Huawei, which debuted its first Android device in 2009 to complement its main business of making networking equipment, is pushing into markets from the United States to Europe to take on Apple and Samsung. Expanding beyond China, where slowing market growth has hurt Xiaomi Corp and Lenovo Group Ltd, is part of a goal to sell 60 percent of smartphones overseas and generate about $16 billion of revenue from phones in 2015.

The company bets on "the trend among consumers to upgrade to higher-end devices from entry-level smartphones," said John Butler and Matthew Kanterman, analysts with Bloomberg Intelligence. "Huawei is likely to maintain this tack in 2016, as it invests in expanding its mid-range and high-end smartphone product suite."

A third of the smartphones shipped by Huawei in the third quarter cost more than 2,000 yuan ($309) each, the company said.

Growth at Huawei, founded by former Chinese army engineer Ren Zhengfei, comes as IDC forecasts Chinese market growth will slow to the low single-digits in 2015. That has rippled through a domestic industry crowded with brands such as Gionee, OnePlus, Oppo and Meizu, backed by Alibaba Group Holding Ltd.

Xiaomi is in danger of missing its target of selling 80 million smartphones in 2015, people with knowledge of its production plans said earlier last year. The startup founded by Lei Jun saw domestic shipments drop in the third quarter in their first-ever decline, according to researchers at Canalys and IHS. Through the first nine months of 2015, Xiaomi moved about 53 million smartphones.
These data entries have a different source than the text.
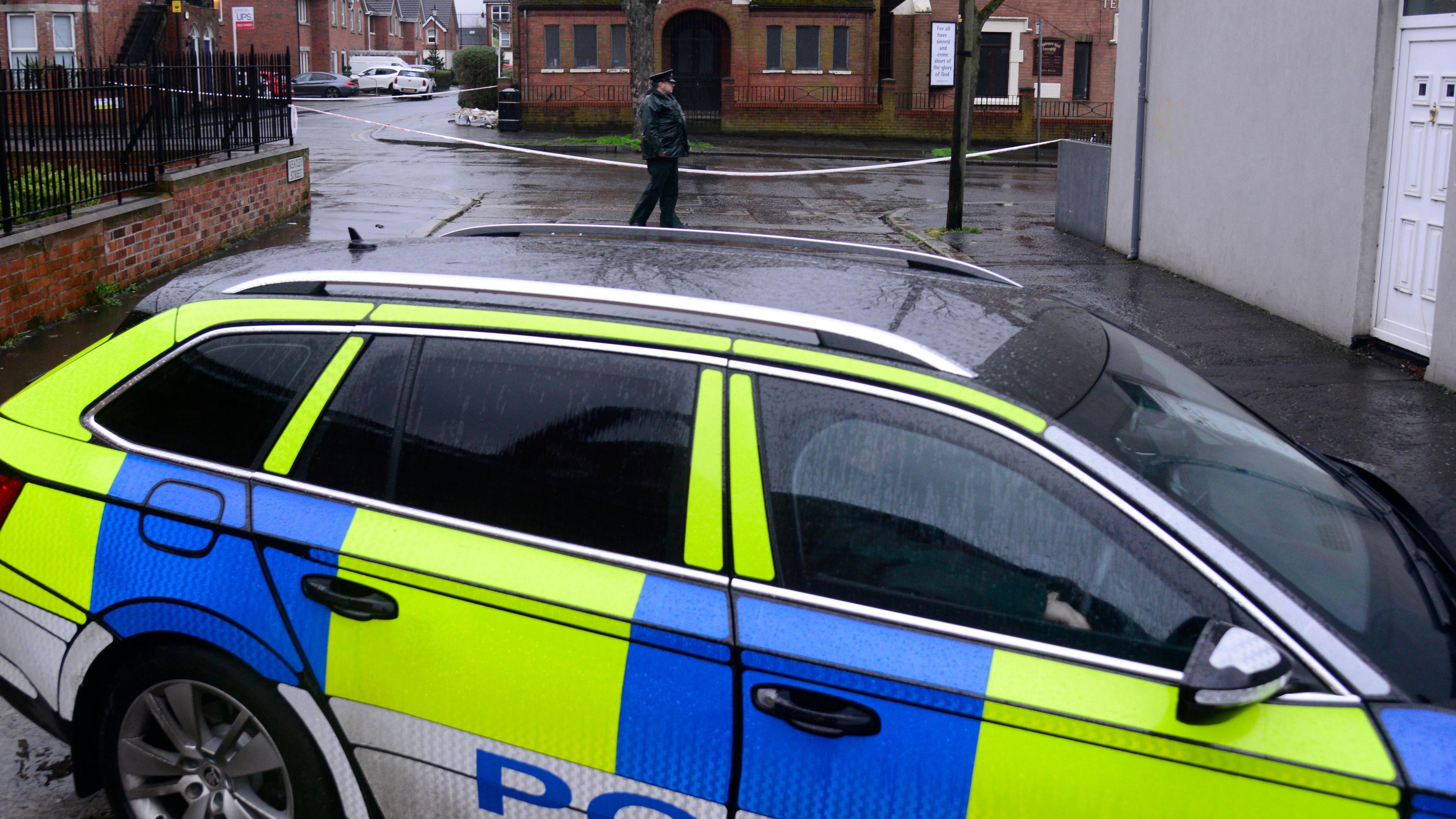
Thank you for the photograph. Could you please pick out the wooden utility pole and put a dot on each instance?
(967, 68)
(641, 53)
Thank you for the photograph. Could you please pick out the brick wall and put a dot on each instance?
(52, 270)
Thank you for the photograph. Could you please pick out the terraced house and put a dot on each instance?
(319, 36)
(823, 66)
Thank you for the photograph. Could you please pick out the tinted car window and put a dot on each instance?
(222, 400)
(906, 509)
(350, 445)
(580, 446)
(1282, 506)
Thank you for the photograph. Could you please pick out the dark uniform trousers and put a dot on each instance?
(662, 187)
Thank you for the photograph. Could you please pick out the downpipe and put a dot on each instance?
(1142, 138)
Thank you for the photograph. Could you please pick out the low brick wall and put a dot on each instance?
(53, 270)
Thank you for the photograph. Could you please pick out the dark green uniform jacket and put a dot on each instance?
(664, 126)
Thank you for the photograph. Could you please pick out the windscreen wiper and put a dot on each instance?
(1426, 571)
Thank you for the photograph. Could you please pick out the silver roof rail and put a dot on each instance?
(913, 258)
(832, 333)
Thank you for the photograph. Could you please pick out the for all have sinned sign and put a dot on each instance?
(943, 55)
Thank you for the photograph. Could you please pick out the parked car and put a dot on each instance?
(271, 83)
(370, 534)
(376, 81)
(362, 63)
(324, 83)
(410, 81)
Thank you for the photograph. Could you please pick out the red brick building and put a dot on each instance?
(820, 66)
(319, 34)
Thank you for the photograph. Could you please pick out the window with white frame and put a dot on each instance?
(63, 36)
(22, 40)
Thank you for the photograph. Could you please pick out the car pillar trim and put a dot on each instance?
(1085, 478)
(1360, 674)
(672, 302)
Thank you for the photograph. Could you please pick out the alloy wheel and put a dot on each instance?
(190, 751)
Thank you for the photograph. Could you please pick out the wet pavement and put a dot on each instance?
(1347, 404)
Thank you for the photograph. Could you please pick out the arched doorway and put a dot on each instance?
(697, 49)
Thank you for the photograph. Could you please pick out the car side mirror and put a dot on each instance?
(1229, 668)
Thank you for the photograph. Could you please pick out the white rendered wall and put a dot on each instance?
(1266, 151)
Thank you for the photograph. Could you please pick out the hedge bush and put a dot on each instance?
(46, 190)
(475, 68)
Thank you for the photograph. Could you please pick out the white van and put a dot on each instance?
(362, 63)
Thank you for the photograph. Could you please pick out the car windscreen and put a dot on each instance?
(1285, 509)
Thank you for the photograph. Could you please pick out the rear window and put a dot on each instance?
(222, 400)
(580, 446)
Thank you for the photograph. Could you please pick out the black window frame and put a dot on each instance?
(1083, 71)
(584, 53)
(839, 60)
(311, 377)
(774, 49)
(676, 516)
(621, 57)
(801, 36)
(551, 47)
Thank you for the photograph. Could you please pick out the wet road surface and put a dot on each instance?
(1343, 403)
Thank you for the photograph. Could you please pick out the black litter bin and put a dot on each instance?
(510, 110)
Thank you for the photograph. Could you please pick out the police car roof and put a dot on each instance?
(1020, 343)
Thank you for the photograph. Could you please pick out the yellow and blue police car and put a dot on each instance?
(552, 521)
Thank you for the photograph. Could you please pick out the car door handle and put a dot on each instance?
(816, 713)
(347, 598)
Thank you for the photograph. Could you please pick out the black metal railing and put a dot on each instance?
(71, 138)
(1076, 110)
(565, 95)
(809, 95)
(946, 101)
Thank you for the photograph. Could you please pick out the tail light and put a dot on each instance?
(9, 492)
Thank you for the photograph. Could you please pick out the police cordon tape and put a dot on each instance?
(362, 98)
(700, 171)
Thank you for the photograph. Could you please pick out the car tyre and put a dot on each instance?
(182, 726)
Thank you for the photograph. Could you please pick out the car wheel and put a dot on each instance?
(193, 734)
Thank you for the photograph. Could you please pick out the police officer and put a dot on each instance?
(664, 140)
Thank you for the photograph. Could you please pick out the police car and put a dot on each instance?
(557, 521)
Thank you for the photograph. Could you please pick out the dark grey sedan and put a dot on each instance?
(324, 83)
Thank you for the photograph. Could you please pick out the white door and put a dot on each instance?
(1416, 189)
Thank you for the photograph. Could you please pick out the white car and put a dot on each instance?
(414, 82)
(378, 81)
Lenovo meanwhile is struggling to turn around the Motorola brand it acquired in 2014. The company is taking $900 million of charges to cut costs and restructure the division.

Still, the Chinese market has proven volatile in past years. Xiaomi once led local vendors through viral marketing and crafting a social-media experience for its users. It's now ranked fifth globally, behind Lenovo.

Huawei accounted for 7.5 percent of all phones shipped globally in the third quarter of 2015, behind Apple's 13.5 percent and Samsung's leading 24 percent, according to IDC.

"We hope to be able to sustain our growth in 2016," He Gang, Huawei's smartphone products president, said in the statement.